When a boy came running to tell Maystar that his pigs were loose again, the old man hurried off, uttering oaths and threats against the hapless swine. Brashen and Jek exchanged a look. She stood up, stepping over the bench she’d been seated on. “Care to show me where we can fill our ship’s casks?” she asked the man she’d been talking with, and he agreed readily. Without further ado, the crew dispersed.

Outside the tavern, the rain was falling determinedly, driven by a relentless wind. The streets were mud, but they ran straight. Brashen and Althea walked in silent companionship down a wooden walkway; a ditch beneath it rushed with rain water draining from the street down to the harbor. Few of the structures boasted glass windows and most were tightly shuttered today against the downpour. The town had not the elegance or beauty of Bingtown, but it shared Bingtown’s purpose. Althea could almost smell the commerce here. For a town burnt to the ground not so long ago, it had recovered well. They passed another tavern, this one built of raw timbers, and heard within it a minstrel singing with a harp. Since they had anchored, another ship had come into the lagoon and tied up at the pier. An ant line of men with barrows was unloading the cargo from the ship to a warehouse. Divvytown was a prosperous lively trade port; folk everywhere thanked Kennit for that.

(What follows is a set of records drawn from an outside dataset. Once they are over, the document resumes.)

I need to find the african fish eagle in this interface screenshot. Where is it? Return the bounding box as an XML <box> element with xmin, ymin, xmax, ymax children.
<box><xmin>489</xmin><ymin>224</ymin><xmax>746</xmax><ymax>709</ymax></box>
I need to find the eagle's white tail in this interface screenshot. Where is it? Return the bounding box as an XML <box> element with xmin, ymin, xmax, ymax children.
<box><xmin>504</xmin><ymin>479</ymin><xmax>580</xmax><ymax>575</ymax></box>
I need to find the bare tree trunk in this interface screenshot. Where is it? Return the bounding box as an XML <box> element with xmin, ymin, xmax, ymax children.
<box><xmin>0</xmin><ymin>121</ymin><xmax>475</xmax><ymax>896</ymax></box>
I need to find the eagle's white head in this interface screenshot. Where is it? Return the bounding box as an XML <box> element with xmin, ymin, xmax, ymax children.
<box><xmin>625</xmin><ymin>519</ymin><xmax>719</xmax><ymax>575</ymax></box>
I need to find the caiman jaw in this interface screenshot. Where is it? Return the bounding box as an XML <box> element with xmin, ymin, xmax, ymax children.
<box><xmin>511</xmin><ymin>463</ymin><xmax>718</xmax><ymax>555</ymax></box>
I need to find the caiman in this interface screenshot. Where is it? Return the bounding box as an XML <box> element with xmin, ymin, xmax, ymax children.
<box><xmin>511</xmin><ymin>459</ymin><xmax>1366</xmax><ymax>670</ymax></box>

The people hurrying along the walkway to escape the rain wore an amazing variety of garb. Some of the languages she overheard she did not even recognize. Many folk wore tattoos, not just on their faces, but on arms, calves and hands. Not all face tattoos were slave marks: some had decorated themselves with fanciful designs.

“It’s a declaration,” Brashen explained quietly. “Many bear tattoos they cannot erase. So they obscure them with others. They dim the past with a brighter future.”

“Odd,” she muttered quietly.

“No,” he asserted. She turned in surprise at the vehemence in his voice. More quietly, he went on, “I understand the impulse. You don’t know how I’ve fought, Althea, to try to make folk see the man I am instead of the wild boy I was. If a thousand needle pricks in my face would obscure my past, I’d endure it.”